I suspect all real world use cases are currently just using functions.
Probably. And so far, we’ve had one suggestion (regex in str) that is indeed being done with functions. I don’t think it’s all that compelling on its own, but could be convinced otherwise if there are other strong examples.
And that’s the big problem with toy examples. They inevitably have other, usually better, explanations.

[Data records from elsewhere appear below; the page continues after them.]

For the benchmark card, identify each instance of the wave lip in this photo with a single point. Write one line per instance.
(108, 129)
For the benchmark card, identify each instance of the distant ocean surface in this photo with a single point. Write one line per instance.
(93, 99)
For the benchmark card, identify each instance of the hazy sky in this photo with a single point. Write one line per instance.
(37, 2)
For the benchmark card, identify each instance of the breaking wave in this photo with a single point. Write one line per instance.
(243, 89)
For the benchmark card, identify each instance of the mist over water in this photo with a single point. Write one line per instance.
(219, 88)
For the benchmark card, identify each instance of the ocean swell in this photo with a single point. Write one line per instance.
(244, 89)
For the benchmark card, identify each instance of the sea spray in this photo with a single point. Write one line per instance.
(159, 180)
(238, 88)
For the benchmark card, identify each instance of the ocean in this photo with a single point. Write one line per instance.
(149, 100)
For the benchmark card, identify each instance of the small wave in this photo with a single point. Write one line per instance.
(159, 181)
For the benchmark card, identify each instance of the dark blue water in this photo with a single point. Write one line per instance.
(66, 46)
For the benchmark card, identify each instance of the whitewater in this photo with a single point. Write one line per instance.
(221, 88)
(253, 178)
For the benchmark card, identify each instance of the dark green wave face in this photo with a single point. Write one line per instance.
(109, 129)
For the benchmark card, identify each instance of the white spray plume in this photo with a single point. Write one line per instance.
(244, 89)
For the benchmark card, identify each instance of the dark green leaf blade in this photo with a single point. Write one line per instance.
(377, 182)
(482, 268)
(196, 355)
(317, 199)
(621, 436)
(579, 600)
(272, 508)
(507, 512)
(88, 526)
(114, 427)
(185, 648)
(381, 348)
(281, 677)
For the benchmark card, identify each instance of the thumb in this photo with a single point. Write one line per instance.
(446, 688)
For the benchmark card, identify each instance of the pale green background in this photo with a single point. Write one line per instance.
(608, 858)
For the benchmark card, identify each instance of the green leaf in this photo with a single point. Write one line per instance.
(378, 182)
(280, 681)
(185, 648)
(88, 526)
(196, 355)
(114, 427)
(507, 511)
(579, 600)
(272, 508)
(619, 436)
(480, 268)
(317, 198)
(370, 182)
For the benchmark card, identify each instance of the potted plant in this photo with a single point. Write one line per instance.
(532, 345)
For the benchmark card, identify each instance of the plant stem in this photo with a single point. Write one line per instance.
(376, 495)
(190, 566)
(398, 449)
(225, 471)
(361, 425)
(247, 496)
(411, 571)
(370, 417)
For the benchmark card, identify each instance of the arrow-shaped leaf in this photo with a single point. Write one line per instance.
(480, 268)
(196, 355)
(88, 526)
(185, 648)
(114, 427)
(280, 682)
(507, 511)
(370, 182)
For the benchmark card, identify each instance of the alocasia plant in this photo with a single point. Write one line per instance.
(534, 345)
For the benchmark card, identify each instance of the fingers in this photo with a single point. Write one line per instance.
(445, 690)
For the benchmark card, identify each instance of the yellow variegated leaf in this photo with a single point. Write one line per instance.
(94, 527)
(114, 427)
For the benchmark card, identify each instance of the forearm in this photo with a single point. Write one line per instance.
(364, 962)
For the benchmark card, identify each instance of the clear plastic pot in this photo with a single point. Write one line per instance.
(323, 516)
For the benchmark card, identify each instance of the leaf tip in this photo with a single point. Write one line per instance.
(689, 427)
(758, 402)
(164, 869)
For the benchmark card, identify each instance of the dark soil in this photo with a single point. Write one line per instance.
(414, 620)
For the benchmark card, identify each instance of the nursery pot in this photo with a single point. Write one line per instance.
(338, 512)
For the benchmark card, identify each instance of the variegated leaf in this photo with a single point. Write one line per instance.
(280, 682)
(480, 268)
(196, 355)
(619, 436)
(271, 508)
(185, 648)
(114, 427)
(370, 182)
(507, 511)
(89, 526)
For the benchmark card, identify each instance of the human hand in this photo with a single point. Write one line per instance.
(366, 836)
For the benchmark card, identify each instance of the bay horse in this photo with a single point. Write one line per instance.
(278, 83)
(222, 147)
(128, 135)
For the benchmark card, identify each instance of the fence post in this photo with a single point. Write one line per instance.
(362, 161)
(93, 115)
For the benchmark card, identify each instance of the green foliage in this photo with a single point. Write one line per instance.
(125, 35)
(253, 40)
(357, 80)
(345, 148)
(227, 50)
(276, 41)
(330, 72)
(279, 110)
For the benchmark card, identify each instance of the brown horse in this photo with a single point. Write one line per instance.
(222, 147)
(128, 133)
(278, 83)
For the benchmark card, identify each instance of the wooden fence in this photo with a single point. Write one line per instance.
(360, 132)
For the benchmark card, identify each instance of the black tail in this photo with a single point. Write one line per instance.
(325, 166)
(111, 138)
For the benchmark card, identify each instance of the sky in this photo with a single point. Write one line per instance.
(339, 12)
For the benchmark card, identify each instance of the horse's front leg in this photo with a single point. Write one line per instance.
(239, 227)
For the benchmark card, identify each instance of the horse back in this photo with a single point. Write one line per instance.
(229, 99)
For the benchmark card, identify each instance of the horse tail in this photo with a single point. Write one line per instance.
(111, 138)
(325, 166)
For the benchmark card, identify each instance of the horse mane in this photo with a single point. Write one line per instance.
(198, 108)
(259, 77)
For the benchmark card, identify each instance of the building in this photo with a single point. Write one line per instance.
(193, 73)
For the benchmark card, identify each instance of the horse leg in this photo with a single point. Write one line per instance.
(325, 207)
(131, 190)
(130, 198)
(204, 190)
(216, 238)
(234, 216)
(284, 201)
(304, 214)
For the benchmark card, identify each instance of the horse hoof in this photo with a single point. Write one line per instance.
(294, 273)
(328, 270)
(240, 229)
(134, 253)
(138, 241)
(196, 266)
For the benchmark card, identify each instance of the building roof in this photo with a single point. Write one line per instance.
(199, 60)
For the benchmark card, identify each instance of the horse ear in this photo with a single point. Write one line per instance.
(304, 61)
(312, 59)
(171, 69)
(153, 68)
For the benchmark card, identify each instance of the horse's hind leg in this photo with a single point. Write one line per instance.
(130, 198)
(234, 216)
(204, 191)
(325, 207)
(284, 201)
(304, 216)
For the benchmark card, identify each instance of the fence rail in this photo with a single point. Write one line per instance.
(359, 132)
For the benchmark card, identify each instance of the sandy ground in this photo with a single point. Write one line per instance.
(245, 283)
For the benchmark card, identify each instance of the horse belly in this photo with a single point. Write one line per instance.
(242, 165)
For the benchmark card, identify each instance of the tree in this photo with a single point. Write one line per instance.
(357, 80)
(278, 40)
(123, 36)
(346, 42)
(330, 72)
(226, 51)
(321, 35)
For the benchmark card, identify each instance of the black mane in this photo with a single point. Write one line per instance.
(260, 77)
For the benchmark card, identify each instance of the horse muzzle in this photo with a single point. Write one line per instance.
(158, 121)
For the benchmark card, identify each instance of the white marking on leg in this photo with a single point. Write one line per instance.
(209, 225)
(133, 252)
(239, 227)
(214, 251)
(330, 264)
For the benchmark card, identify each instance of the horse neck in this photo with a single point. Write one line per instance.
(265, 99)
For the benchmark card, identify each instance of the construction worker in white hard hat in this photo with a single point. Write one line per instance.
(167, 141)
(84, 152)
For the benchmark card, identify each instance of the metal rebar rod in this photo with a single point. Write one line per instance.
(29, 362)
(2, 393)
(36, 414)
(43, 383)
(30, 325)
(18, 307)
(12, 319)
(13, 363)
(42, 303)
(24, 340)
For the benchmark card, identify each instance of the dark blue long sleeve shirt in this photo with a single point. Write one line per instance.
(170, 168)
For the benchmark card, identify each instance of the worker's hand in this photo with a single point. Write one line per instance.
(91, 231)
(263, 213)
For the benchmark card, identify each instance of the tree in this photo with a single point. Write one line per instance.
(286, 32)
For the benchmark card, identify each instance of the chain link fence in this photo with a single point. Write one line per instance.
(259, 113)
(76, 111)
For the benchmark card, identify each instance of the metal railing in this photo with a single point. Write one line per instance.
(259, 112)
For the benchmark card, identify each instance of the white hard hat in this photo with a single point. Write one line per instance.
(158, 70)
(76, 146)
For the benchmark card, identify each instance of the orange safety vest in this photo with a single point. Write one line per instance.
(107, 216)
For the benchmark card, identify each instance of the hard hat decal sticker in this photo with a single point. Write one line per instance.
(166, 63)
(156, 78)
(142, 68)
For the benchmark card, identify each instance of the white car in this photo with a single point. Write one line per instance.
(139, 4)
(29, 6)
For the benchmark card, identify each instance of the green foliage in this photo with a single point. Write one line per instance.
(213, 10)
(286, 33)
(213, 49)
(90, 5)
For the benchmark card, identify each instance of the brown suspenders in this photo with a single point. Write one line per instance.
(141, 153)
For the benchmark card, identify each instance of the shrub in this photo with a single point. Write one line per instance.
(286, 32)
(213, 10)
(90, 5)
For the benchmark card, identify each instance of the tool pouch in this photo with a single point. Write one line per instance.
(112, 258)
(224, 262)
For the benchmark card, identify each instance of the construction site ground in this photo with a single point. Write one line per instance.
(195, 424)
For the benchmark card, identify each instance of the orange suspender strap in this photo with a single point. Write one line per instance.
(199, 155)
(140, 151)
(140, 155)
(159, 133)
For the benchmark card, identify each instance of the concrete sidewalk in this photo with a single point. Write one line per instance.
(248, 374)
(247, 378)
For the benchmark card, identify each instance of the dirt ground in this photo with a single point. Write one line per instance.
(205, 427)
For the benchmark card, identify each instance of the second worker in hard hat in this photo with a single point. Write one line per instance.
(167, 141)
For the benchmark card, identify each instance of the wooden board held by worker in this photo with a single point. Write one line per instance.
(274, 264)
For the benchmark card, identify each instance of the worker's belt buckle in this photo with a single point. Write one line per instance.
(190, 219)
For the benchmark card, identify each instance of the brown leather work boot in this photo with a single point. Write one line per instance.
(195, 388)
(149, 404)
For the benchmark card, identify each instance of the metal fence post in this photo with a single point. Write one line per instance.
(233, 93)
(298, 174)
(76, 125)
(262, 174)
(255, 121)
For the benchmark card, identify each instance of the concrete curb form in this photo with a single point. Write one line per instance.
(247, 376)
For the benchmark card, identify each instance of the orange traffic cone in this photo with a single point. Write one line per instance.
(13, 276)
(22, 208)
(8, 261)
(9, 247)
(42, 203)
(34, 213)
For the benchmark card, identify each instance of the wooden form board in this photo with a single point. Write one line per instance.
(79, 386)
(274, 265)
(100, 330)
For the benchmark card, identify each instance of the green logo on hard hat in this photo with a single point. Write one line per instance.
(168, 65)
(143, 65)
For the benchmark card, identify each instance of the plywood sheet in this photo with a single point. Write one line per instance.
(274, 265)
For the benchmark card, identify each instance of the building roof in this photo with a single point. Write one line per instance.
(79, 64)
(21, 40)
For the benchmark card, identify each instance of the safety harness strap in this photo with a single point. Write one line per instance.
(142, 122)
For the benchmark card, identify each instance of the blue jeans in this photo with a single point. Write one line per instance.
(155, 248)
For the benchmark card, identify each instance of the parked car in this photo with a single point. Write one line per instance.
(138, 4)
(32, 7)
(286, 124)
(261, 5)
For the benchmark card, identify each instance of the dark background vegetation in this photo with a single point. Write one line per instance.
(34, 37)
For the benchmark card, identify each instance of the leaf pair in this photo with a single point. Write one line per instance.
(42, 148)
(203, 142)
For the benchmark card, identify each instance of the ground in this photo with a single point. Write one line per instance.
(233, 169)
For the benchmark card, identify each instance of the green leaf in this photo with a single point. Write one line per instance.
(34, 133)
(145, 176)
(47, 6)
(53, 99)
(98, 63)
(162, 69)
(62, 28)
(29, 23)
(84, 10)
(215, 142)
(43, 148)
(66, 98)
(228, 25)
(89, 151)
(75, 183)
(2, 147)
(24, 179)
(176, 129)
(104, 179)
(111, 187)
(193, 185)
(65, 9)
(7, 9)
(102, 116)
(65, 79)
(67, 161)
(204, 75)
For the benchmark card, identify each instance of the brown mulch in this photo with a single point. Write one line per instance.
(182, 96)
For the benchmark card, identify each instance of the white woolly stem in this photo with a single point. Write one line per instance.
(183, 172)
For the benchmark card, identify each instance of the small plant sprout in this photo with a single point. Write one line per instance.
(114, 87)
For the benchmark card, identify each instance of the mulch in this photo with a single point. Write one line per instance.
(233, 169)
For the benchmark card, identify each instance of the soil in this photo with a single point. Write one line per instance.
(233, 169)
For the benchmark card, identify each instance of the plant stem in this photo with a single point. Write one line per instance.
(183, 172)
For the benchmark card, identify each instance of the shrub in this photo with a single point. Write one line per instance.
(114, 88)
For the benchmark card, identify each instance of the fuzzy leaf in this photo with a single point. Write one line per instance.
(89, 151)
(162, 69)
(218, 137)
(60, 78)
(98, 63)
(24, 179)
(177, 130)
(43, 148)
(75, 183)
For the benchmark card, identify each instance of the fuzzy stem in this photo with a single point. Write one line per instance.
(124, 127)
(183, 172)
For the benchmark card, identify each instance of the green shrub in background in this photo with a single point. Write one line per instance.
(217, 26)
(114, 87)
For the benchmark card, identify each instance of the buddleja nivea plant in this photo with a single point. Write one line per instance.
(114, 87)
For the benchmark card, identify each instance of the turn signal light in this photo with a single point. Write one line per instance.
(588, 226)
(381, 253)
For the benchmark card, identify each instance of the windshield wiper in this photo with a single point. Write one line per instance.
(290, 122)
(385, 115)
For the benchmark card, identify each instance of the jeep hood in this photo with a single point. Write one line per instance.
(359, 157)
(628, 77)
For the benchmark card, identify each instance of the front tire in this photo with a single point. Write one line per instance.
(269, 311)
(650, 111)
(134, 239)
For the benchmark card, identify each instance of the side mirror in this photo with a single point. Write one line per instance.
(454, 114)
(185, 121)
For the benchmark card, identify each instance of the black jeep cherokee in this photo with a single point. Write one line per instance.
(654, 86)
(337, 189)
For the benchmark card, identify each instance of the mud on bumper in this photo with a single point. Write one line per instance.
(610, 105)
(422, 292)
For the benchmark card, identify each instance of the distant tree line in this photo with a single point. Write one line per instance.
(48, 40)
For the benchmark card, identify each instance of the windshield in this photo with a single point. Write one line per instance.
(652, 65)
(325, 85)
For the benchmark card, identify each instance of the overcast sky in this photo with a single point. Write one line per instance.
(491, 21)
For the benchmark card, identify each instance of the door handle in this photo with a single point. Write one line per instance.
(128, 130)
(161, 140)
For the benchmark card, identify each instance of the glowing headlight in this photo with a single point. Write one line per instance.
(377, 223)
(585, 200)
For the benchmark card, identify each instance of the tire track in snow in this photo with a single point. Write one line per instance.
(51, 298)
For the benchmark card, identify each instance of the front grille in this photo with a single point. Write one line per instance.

I worry about the mismatch of an object deciding it is contained by another object, but iterating that other object does not return the thing it supposedly contains. While uses can be thought of, I think they are outweighed by the confusion and frustration when ‘something in some_iterable’ is true but something is not found when iterating some_iterable.
Whilst introducing more __r<method>__ dunders to Python is definitely something I’m in favor for, I have yet to see any use cases, where a __rcontains__ would make that much sense. Sure, the example with reg eyes is quite nice, but that also cen easily be expressed in a nicer way.
I like the idea, but I don’t really see that much need for it, at least not yet. I’d love to see this thread develop though, which is why I’m somewhat ±0.
I’d love to see some more examples, perhaps then I’ll change my mind, but i think a lot of people currently have the same opinion, where they just have not (yet) seen enough convincing examples.
Out of curiosity, was there similar scrutiny and skepticism when other __r<method>__ were proposed? What are some compelling examples of __rpow__, __rdivmod__ or __rxor__?